Appalachia Service Group Meets
Appalachia Service Group Leaders Meet for Social Analysis, Reflection, and Action
Wheeling, WV Oct. 5-7, 2007 Wheeling Jesuit University’s Appalachia Institute hosted a conference entitled Appalachian Immersion Orientation and Exchange Weekend to help service groups from Jesuit Universities who visit the region to better understand the realities of living in Appalachia.
According to the Institute’s executive director, Dr. Jill Kriesky, “we are striving to facilitate trainings that will allow Jesuit institutions lead Appalachian service immersion programs that are truly Ignatian – trips on which participants will become attuned to God’s promptings and support of action in solidarity with oppressed people of the region.”
Held at Lantz Farm in rural West Virginia – an immersion itself of sorts - the conference aimed to help immersion groups consider how they might broaden the reflection and action of their current service trips. The weekend included a social analysis of the region by Rev. Brian O’Donnell, SJ, the Research Director of the Appalachia Institute. O’Donnell brought to light the environmental and social challenges of the coal industry in the region, and highlighted its importance to meeting energy needs nationwide.
Immersion trip leaders were able to discuss how to lead a trip rooted in faith when students from a plurality of religions may attend. A reflection on solidarity by novice Jesuit Jason Welle guided that reflection and helped to consider different ways of discussing faith roots and motivation for action. “Solidarity presupposes the effort for a more just social order…” explained Welle.

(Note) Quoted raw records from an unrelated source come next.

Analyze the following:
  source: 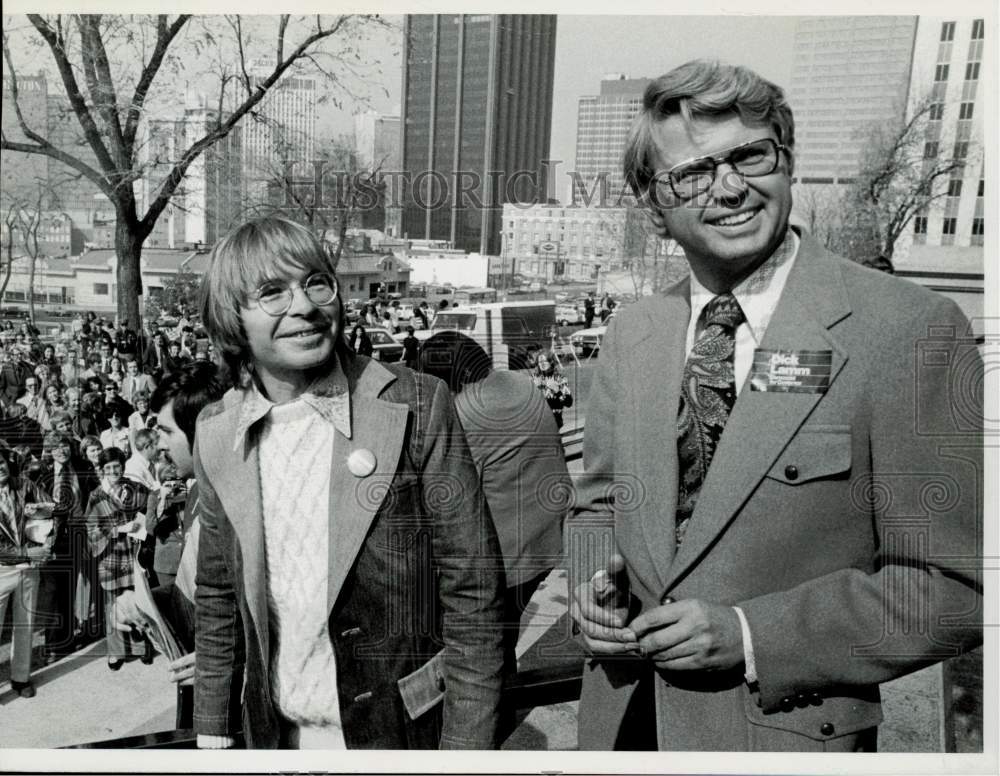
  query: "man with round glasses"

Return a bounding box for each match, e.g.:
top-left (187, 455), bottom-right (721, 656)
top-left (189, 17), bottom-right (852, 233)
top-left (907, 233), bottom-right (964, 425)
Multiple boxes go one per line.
top-left (192, 216), bottom-right (505, 749)
top-left (569, 60), bottom-right (982, 751)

Possible ways of living out that solidarity when groups return home, through such actions as advocacy and public education were discussed in various sessions hosted by local advocacy groups and the Jesuit Conference. “For students to take up advocacy assumes a conversion of heart took place during their immersion,” stated Rev. Rob Callen of Weston Jesuit School of Theology. The weekend aimed to help leaders develop the ideal environments for such conversions to occur.